Nell’estate del 1985 veniva lanciato l’Amiga; il livello tecnologico, paragonato ai nostri di oggi PC, fa tenerezza, ma quel giorno per lanciare il nuovo computer ci fu un testimonial d’eccezione: l’artista Andy Warhol.

Come ricorda l’ANSA, durante il lancio a New York, da una fotocamera collegata ad un computer – una tecnologia rivoluzionaria per quei tempi – Andy Warhol disegnò un ritratto della cantante Debbie Harry, leader dei Blondie. Prima scattò una foto alla Harry e poi la modificò usando un software particolare.

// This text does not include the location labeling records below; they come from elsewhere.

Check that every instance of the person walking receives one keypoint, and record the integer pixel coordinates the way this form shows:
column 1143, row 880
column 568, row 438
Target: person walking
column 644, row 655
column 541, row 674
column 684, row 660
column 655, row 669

Inizialmente l’Amiga doveva essere una macchina da gioco, queste erano le intenzioni degli sviluppatori, ma col tempo prese le sembianze di un vero sistema operativo (l’AmigaOS) che rendeva la macchina un vero e proprio personal computer.

Il mito di Amiga, fallita poi nel 1994, è durato fino ai giorni nostri grazie a una serie di programmatori e utenti, affezionati anche ai giochi creati ‘ad hoc’ come Civilization, The Settlers, Wings, Arabian Nights, Monkey island e Sensible Soccer.

MA c’è un’Amiga che resiste nel mondo: nel distretto di Grand Rapids, nel Michigan, uno di questi computer coordina gli impianti di condizionamento di 19 scuola. Da 30 anni accende e spegne caldaie, compressori e ventilatori e tutte le riparazioni sono fatte da uno studente-programmatore.  Lunga vita all’Amiga!